Stories
Slash Boxes
Comments

SoylentNews is people

posted by janrinok on Thursday February 07 2019, @02:43PM   Printer-friendly
from the two-birds-with-one-stone dept.

Reuters reports of an experimental drone system tested recently in Germany. Unfortunately there's not a direct link, only this story on the ITNews site:

https://www.itnews.com.au/news/germanys-dfs-rheinmetall-demonstrate-system-to-prevent-drone-disruptions-518969

Basically, a good drone takes down the bad one, as in this excerpt:

"In December, authorities regained control over the Gatwick airfield only after the British army deployed military technology to guard the area. But shooting down drones, or immobilising them with electromagnetic pulses or even jamming them, is impractical at civilian airports given the possibility of inadvertently causing harm to people or aircraft.

Instead, DFS and Rheinmetall, Germany's largest arms maker, have tested a solution that could be highly automated, connecting existing air traffic data with advanced radar systems, acoustic and infrared sensors and optical equipment to first detect possible intruders, and then neutralise them with other drones.

In Wednesday's demonstration, which was hosted by the German military's Technical and Airworthiness Centre for Aircraft (WTD61) about 50 km (35 miles) north of Munich, a "good" drone threw a net over a potentially threatening one, taking it to the ground."

Nets definitely seem the right approach to me. What do you think?


Original Submission

 
This discussion has been archived. No new comments can be posted.
Display Options Threshold/Breakthrough Mark All as Read Mark All as Unread
The Fine Print: The following comments are owned by whoever posted them. We are not responsible for them in any way.
  • (Score: 2) by ElizabethGreene on Thursday February 07 2019, @07:17PM (2 children)

    by ElizabethGreene (6748) Subscriber Badge on Thursday February 07 2019, @07:17PM (#797893) Journal

    You are grossly overestimating the ability of "drones" to compensate for a net type failure. The net falls into/wraps around/jams the props. A good piece of kit can still fly with 1 jammed prop. If you stop several it's going to fall out of the sky.

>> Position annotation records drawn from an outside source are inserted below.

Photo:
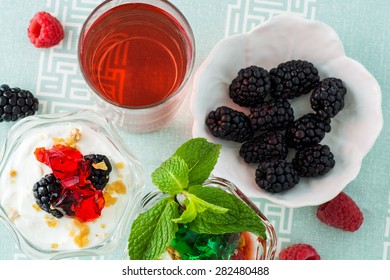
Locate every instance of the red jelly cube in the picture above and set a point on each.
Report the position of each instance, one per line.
(84, 203)
(67, 164)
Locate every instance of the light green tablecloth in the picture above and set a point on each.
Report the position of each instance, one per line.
(363, 26)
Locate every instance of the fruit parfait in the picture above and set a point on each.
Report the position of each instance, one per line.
(68, 187)
(195, 216)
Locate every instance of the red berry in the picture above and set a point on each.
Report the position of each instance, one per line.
(67, 164)
(299, 252)
(45, 31)
(341, 212)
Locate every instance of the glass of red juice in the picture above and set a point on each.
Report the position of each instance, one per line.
(137, 57)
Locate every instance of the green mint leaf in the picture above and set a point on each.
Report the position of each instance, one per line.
(172, 176)
(239, 218)
(153, 231)
(202, 205)
(201, 157)
(188, 215)
(195, 205)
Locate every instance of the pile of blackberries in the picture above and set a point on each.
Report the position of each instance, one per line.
(270, 130)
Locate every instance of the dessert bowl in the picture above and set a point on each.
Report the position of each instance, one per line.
(283, 38)
(200, 247)
(41, 235)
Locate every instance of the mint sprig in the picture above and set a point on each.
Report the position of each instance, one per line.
(204, 209)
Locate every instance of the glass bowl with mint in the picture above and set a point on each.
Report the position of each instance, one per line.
(195, 216)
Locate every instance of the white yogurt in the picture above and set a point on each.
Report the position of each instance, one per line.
(23, 170)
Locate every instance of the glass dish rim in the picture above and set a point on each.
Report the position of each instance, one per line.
(93, 120)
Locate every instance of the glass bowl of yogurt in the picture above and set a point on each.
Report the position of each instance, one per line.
(69, 186)
(188, 245)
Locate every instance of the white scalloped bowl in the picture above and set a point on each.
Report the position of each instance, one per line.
(354, 130)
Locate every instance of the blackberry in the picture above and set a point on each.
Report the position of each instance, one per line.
(275, 176)
(46, 192)
(250, 87)
(266, 146)
(328, 98)
(16, 103)
(229, 124)
(275, 114)
(307, 131)
(100, 170)
(293, 78)
(313, 161)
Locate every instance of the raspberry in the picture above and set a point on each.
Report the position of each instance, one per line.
(341, 212)
(45, 31)
(299, 252)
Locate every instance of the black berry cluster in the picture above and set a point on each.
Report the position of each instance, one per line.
(270, 130)
(16, 103)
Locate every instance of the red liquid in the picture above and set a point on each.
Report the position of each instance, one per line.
(135, 55)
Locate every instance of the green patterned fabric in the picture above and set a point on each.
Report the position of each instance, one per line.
(53, 75)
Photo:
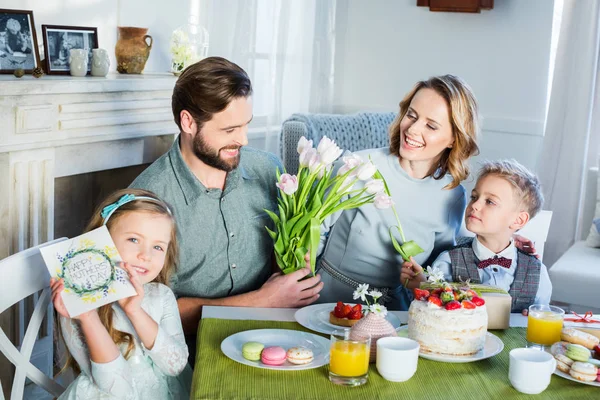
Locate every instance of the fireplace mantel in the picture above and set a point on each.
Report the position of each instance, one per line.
(60, 126)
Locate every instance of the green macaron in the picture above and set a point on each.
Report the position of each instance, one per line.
(251, 350)
(577, 352)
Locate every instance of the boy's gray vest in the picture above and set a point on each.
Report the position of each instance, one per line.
(526, 280)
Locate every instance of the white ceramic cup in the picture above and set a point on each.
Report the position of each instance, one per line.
(529, 370)
(397, 358)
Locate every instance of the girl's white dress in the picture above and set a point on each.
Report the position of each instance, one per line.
(160, 373)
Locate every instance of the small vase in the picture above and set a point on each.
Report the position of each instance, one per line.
(376, 326)
(78, 62)
(100, 62)
(132, 49)
(189, 44)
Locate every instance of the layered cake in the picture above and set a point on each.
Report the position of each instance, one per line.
(448, 321)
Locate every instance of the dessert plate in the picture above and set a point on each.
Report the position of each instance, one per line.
(493, 345)
(569, 377)
(316, 318)
(232, 346)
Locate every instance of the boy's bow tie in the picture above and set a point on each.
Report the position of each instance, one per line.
(501, 261)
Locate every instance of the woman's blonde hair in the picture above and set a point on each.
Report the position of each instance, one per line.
(464, 118)
(159, 207)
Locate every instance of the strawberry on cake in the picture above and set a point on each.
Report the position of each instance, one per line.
(448, 320)
(345, 314)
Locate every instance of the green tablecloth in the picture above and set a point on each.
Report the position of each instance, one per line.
(218, 377)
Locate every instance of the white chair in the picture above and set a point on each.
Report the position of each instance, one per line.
(22, 275)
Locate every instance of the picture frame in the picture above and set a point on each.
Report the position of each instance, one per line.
(17, 30)
(58, 42)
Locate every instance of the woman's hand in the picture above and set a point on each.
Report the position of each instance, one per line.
(411, 274)
(525, 245)
(57, 286)
(132, 304)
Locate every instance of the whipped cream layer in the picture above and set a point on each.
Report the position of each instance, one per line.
(454, 332)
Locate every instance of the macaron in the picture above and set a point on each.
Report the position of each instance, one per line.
(585, 372)
(252, 350)
(273, 355)
(299, 355)
(577, 352)
(559, 348)
(563, 363)
(595, 362)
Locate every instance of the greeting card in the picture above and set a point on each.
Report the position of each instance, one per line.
(89, 267)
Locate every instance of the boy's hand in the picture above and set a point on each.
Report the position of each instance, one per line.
(411, 274)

    You can test this at home. Throw some dental floss into a hovering quad, preferably over a soft surface.

    I theorize but cannot test that this type of attack would work against helicopters too. e.g. Shooting a line launcher into the rotor disk

    Starting Score:    1  point
    Karma-Bonus Modifier   +1  

    Total Score:   2  
  • (Score: 3, Informative) by All Your Lawn Are Belong To Us on Thursday February 07 2019, @08:38PM (1 child)

    by All Your Lawn Are Belong To Us (6553) on Thursday February 07 2019, @08:38PM (#797954) Journal

    Entirely possible. Interesting stuff.

    I think the notion above was that if you can protect the prop surface by encasing it (while still allowing airflow) then the filaments of the net won't touch the props or mast. For quads and I've read that any motor failure is a "land now" event. Hexes and octos can handle a motor loss and still maneuver. Quads might land but it's all done flying except for an absolute expert and even they can get into trouble really fast, though experts can fly them on two. Equipping a drone with motors that can independently hold the craft in flight (you need at least two counter-rotating blades relatively balanced/trimmed for COG) becomes prohibitively expensive awfully quickly.... just like in large scale. Pulling it off balance, though, seems possible.

    I wonder how valve packing tape would work for such a scenario. Hyper cool would be some kind of environmentally friendly super-viscous liquid that would just seize up the shafts.

    With a real (not RC) helicopter, though, your line would have to be ductile enough to both wrap around and yet maintain integrity, plus wrap up in a way that ends up fouling the control rods (or slipping under the swash and fouling at the mast/transmission junction. Again potentially possible but not too likely - you'd need better than dental floss. RC helicopters, sure I could see that. Delivering it to target is the trick.

    The problem with all of these scenarios, though, is one that occurs with trying to stop road traffic: Doing it in a way that is safe to any potential bystanders. Kill a drone, fine. But if it lands on someone.... well I wouldn't want to be underneath a three pound weight dropped from five stories up. Nor would I want to be the officer responsible for having dropped it on that person's head.

    --
    This sig for rent.
    • (Score: 3, Insightful) by ElizabethGreene on Friday February 08 2019, @04:10PM

      by ElizabethGreene (6748) Subscriber Badge on Friday February 08 2019, @04:10PM (#798362) Journal

      Delivering it to target is the trick

      Agreed. The imaginary solution is a line launcher used for firing a cord between ships. Out of the box the Mossberg 590 with the line launcher kit will fire a 360 lb test Nylon line. I'm skeptical about that being strong enough and feel like some kind of nylon or braided Kevlar being a better option.